Another factor driving the creation of these types of committees is an increase in conversations about cybersecurity liability at the C-Suite level. As part of its cybersecurity rule finalized this year, the SEC considered requiring companies to describe their board members’ oversight of security risks and cybersecurity expertise. While evidence of board-level cybersecurity expertise is not explicitly required in the final rule, companies must describe their boards’ oversight of security risks, such as the processes through which the board is informed about risks.

“The SEC ruling backed off a little bit in terms of what they were originally talking about doing, but there’s definitely a trend of wanting to get more knowledge to the board on security risks in general,” said Rick Holland, CISO at ReliaQuest. However, Holland warned against boards of directors developing cybersecurity-focused committees merely to check a box showing that they have one.

“I think it’s very easy to say, ‘oh, we have a new subcommittee on cybersecurity risk,’ but it’s another thing to fund the things that need to be done,” said Holland. “There could be a checkbox showing inside perspective and outside expertise, but really what matters is how the board, the business decide to try to quantify that risk and put controls in place.”

Communication Gaps Between CISO and Boards

For CISOs, these committees could play an important part in closing the gap between board members in how they perceive and prioritize security threats and communicate the context around cyber risks.

Previous reports have shown how CISOs and board members are not on the same page. For instance, a Proofpoint report last year found that while board members’ top concerns around security incident consequences revolved around internal data becoming public and reputational damage, CISOs worried more about significant downtime and disruption to operations. At the same time, according to Splunk's report, 84 percent of CISOs say that their governing board or body equates strong security with regulatory compliance, as opposed to best practices.

Still, collaboration between these two parties is important. CISOs are responsible for developing security programs and driving an overall culture that prioritizes security, but board members can help drive these initiatives by keeping cybersecurity as a top priority on the agenda and setting an example for other leaders across the organization. Splunk’s CISO report, which was based on a survey of 350 CISOs (coupled with in-depth interviews with 20 CISOs), found that about 86 percent of CISOs view their biggest responsibility as making sure the governing body or board sees value in funding security investments.

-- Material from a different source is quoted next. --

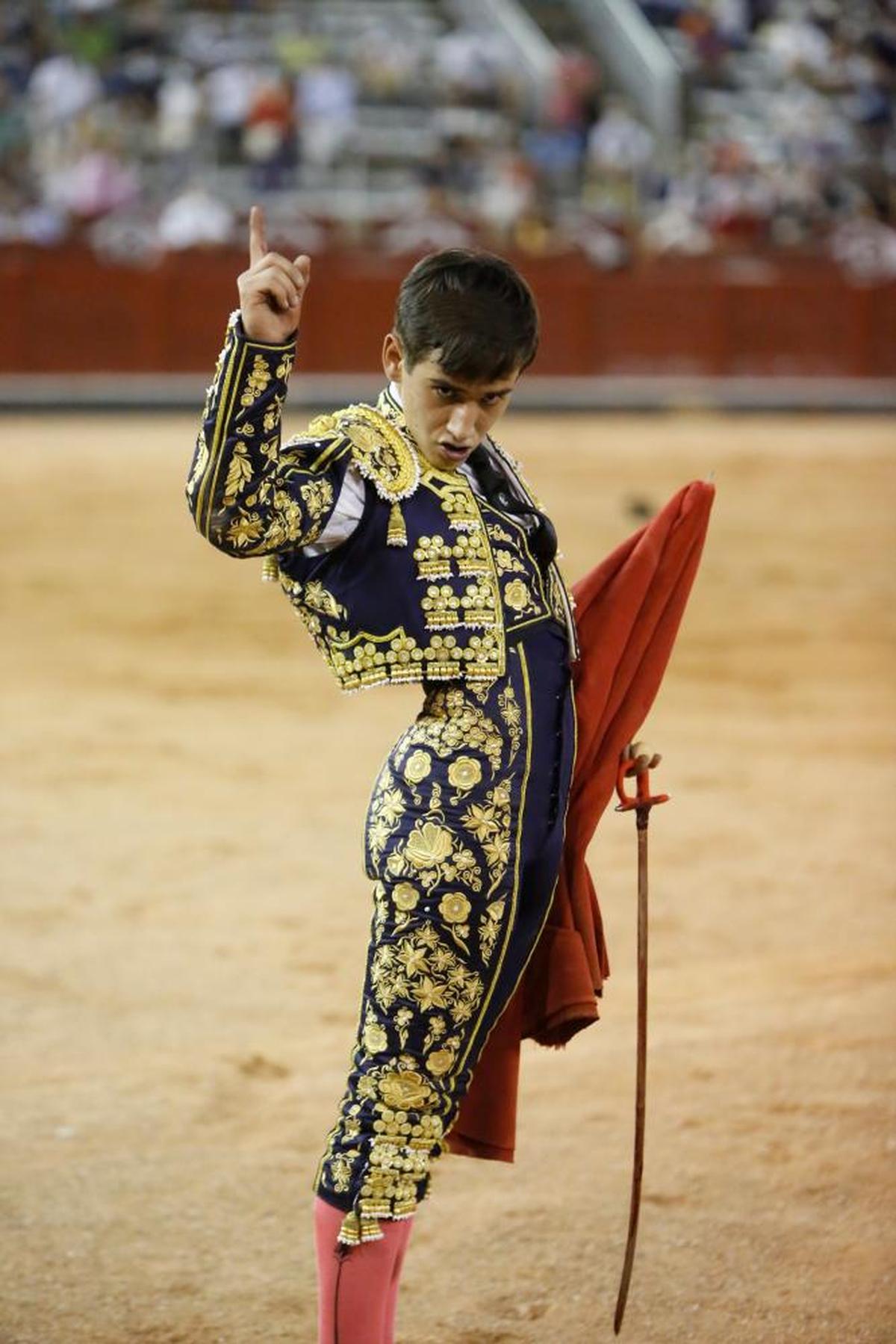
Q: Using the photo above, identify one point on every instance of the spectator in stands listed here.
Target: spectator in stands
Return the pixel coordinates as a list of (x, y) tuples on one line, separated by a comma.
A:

“Dedicated board-level cybersecurity committees are a proactive step toward enhancing an organization's security posture,” said Devin Ertel, CISO at Menlo Security. “This initiative facilitates collaboration between the CISO and board members, fostering a partnership that offers invaluable insights and aligns security strategies with business objectives. Effective communication between these parties is pivotal for the partnership's success, ensuring that the security program remains adaptable and aligned with the business and evolving threat landscape.”